Only 293 of 616 patients (48.3%) could be evaluated with TMB data (207 in the pembrolizumab plus chemotherapy group vs 86 in the placebo with chemotherapy group). When compared with the total population, baseline characteristics and outcomes were generally similar in the TMB population.
The researchers concluded that, when tested as a continuous variable, TMB was not related to overall survival, progression-free survival, or objective response rate for either chemotherapy group. However, the trial did find that pembrolizumab plus chemotherapy lengthened progression-free survival, overall survival, and objective response rate.
Corey J. Langer, MD, director of thoracic oncology at the University of Pennsylvania Abramson Cancer Center, presented similar research on TMB and pembrolizumab at IASLC 2019. He provided insight on the results of this study as well as his own findings.
“I think it’s still an investigational marker,” said Langer. “From my own perspective as a clinical researcher, the approach to TMB can be divided into two groups: the TMB cultists and the TMB skeptics. I would group myself in the latter. Although I still think it has a potential role, we haven’t figured it out. It would not be used, at least not yet, in therapeutic decision making,” he said.

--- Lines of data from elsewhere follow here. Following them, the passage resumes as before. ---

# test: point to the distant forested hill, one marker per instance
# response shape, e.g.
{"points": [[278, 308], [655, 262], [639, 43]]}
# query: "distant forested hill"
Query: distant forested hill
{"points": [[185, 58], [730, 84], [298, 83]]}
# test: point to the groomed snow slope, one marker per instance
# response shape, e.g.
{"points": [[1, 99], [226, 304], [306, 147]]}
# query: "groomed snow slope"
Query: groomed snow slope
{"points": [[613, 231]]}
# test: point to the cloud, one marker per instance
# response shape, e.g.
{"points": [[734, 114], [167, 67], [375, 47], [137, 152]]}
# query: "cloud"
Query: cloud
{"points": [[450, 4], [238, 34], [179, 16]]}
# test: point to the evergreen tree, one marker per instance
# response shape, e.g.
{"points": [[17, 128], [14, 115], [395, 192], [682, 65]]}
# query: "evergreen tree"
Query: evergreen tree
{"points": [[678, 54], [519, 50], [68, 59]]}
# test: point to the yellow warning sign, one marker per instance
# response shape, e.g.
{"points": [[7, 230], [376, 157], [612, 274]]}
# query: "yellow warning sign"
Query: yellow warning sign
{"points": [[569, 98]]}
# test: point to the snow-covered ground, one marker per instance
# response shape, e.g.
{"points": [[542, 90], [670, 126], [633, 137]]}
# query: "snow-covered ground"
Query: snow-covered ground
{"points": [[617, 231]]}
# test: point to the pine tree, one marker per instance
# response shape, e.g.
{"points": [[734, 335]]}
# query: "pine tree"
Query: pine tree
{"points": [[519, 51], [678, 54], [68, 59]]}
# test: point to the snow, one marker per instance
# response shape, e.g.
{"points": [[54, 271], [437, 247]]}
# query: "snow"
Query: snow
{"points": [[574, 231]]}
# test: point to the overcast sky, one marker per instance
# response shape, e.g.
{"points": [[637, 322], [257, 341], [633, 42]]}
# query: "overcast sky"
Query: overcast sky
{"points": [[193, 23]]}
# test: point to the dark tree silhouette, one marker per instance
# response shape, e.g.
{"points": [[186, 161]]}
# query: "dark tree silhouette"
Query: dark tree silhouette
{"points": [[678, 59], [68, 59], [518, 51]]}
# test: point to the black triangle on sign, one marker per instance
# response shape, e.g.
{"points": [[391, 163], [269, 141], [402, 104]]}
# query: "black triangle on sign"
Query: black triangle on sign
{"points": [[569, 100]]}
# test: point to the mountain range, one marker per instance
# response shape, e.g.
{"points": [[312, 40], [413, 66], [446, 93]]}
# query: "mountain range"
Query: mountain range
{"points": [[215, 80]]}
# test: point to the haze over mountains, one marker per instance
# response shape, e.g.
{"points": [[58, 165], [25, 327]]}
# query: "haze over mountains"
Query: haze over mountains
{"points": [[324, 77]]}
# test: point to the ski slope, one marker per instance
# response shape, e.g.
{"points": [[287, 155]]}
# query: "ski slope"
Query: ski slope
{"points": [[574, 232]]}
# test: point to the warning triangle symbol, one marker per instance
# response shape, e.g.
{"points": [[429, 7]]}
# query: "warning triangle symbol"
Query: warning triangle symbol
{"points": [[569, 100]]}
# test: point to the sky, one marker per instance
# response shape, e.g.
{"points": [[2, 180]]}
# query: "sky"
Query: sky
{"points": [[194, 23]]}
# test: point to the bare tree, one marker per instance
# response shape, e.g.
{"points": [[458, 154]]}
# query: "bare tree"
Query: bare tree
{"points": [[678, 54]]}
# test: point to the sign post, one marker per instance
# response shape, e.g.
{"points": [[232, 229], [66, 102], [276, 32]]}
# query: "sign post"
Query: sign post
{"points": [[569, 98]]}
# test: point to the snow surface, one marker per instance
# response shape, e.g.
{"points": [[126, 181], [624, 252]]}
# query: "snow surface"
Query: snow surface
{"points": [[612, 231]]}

Langer is curious whether TMB may have other uses, although no supportive data yet exists. For example, he said he is interested to see whether patients with high TMB and programmed death ligand 1 levels do well on an immunotherapy and chemotherapy combination or on multiple immunotherapy agents. Langer also wonders whether blood samples may better reflect TMB levels compared with a single tissue sample.
Garrassino agreed with Langer’s assessment that TMB as a predictive biomarker is not yet proven. Nevertheless, she sees its potential and advocates for personalized and precision treatment. “Analysis of larger datasets is needed to assess whether the benefit of pembrolizumab plus chemotherapy relative to chemotherapy alone differs in patients with TMB-high and TMB-low tumors,” she concluded.